TRIBUNNEWS.COM, JAKARTA - Mulai tahun depan, pemerintah akan mengenakan pajak atas fasilitas dan tunjangan non-uang atau natura.
Kebijakan ini akan menyasar pada masyarakat yang mempunyai penghasilan tinggi, umumnya seperti direksi maupun pemimpin perusahaan.
Adapun kebijakan pajak atas natura ditetapkan dalam Undang-Undang Nomor 7 Tahun 2021 tentang Harmonisasi Peraturan Perpajakan.
Kendati demikian, pemerintah belum memerinci fasilitas barang yang akan dikenakan pajak.

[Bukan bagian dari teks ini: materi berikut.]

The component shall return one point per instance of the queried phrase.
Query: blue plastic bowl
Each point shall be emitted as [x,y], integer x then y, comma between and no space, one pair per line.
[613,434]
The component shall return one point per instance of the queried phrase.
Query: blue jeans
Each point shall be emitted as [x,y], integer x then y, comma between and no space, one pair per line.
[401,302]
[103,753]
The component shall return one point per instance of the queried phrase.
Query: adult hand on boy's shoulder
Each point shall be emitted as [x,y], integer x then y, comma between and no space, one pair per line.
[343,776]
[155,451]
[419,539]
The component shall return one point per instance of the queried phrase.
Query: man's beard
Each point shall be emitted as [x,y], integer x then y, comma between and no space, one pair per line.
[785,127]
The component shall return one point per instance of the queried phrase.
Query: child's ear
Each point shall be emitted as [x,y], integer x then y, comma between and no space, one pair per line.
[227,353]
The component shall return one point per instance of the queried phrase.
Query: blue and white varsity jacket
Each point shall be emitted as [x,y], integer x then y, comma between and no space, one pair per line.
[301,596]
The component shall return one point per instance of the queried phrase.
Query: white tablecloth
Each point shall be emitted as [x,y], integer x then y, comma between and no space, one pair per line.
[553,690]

Baca juga: Sri Mulyani Ingatkan Wajib Pajak Lebih Awal Ikut Tax Amnesty, Ini Alasannya
Direktur Penyuluhan, Pelayanan, dan Hubungan Masyarakat Direktorat Jenderal (Ditjen) Pajak Kementerian Keuangan (Kemenkeu) Neilmaldrin Noor mengatakan kebijakan pajak atas natura yang merupakan obyek pajak penghasilan telah melalui kajian pemerintah.
Neilmaldrin menegaskan, pajak penghasilan (PPh) yang dikenakan untuk natura akan ditargetkan khususnya kepada karyawan dengan posisi jabatan tinggi yang mendapat fasilitas natura dari perusahaan atau pemberi kerja. Sehingga, pengenaannya akan terbatas.
Baca juga: Sri Mulyani: Semua Punya NIK Harus Bayar Pajak Itu Hoaks
“PPh atas natura tidak difokuskan untuk penerimaan negara namun lebih kepada keadilan bagi masyarakat,” kata Neilmaldrin kepada Kontan.co.id, Senin (22/11/2021).
Sebelumnya, Menteri Keuangan (Menkeu) Sri Mulyani Indrawati mengatakan, pemerintah saat ini tengah menyusun ambang batas tertentu dalam pengenaan pajak natura.
Sri Mulyani hanya memberikan kisi-kisi bahwa pemerintah akan memajaki fasilitas barang yang tergolong mewah. Tidak termasuk barang-barang seperti laptop dan handphone.
Pengamat Pajak Center for Indonesia Taxation Analysis (CITA) Fajry Akbar mengatakan kemungkinan besar pajak natura akan dikenakan kepada wajib pajak (WP) orang pribadi (OP) yang dalam UU HPP dibandrol tarif 25%, 30%, dan 35%. Tentu dengan catatan, karyawan tersebut menerima fasilitas dari perusahaan.
“Kebijakan ini akan menyasar kepada mereka yang tarif PPh OP-nya jauh lebih tinggi dibandingkan tarif PPh Badan,” kata Fajry kepada Kontan.co.id, Senin (22/11).
Merujuk UU HPP, tarif 25% dikenakan atas penghasilan kena pajak sebesar lebih dari Rp 250 juta-Rp 500 juta setahun atau sekitar Rp 20,83 juta-Rp 41,66 juta per bulan.
Kemudian, tarif 30% yakni untuk WP dengan penghasilan kena pajak sebesar lebih dari Rp 500 juta-Rp 5 miliar per tahun. Ini setara dengan penghasilan kena pajak Rp 41,66 juta-Rp 416,6 juta per bulan.
Selanjutnya, tarif 35% diberikan untuk wajib pajak orang pribadi dengan penghasilan kena pajak per tahun lebih dari Rp 5 miliar, atau setara Rp 416,6 juta per bulannya.